Some of the volume's arguments even find that the categories of "disabled" and "monstrous" can not just marginalize but simultaneously affirm those that are heralded as such. Leah Pope Parker's fascinating close reading of the cannibals in the Old English Andreas demonstrates that in order for cannibals to be monsters, they must be human; their monstrosity (eating their own kind) in fact confirms their humanity--and in the case of this saint's life, their ability to be redeemed. Their work connects to Spencer J. Weinreich's intriguing chapter on the Christopher Cynocephalus tradition (St. Christopher as depicted with a dog-head): the monstrous, the disabled, and the non-human can be--and was--a saint. Several contributors explore similar impulses in literary narratives. For instance, Haylie Swenson's chapter argues that Gower's casting of the revolting populace as "beasts irrational" in his Visio Anglie simultaneously marginalizes them while also holding space for audiences to empathize with their plight. John S. Garrison's argument on how blindness in Paradise Lost can inform queer sexuality treads similar territory. He finds that disability becomes an avenue for gender and sexuality inclusivity because the poem casts "blindness as inherent to the desired form of bodily and sexual expression among angels, who in turn represent the desired futurity for humans" (271). Alan S. Montroso reads The Book of John Mandeville similarly, where "the act of cave-dwelling at once confirms social anxieties about a woman living outside the reproductive economy but also grants the dragon-maiden [Hippocrates' daughter] a futurity that is often omitted from stories that treat the disabled body as something to be corrected" (290). These chapters present nuanced, layered intersections not only between disability and monstrosity but also between those designated as such and the communities that designated them thus.
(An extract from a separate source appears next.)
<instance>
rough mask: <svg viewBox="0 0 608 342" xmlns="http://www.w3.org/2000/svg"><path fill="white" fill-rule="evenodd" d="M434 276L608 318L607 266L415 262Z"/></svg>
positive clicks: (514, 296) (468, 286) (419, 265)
The impressive breadth and yet nuance of the collection demonstrates a key takeaway. As Long observes in her essay, "One could say that the intellectual systems we devise to better understand the natural world are both crippling and crippled, as are many of the systems we have constructed to organize our lives and govern our world" (61). She finds these systems not only disabling but monstrous, arguing that "the obsessive need for categories isthe monster" (45, emphasis original). Categories are, after all, fantasies, for as Mittman and Godden quote Patricia MacCormack, "we are all, and must be, monsters because nothing is ever like another thing, nor like itself from one moment to the next" (26). An unwieldy world needs unwieldy approaches, and such postnormality reminds us how scholarship desperately needs interdisciplinary, intertheoretical modes like the ones employed in this academic monster.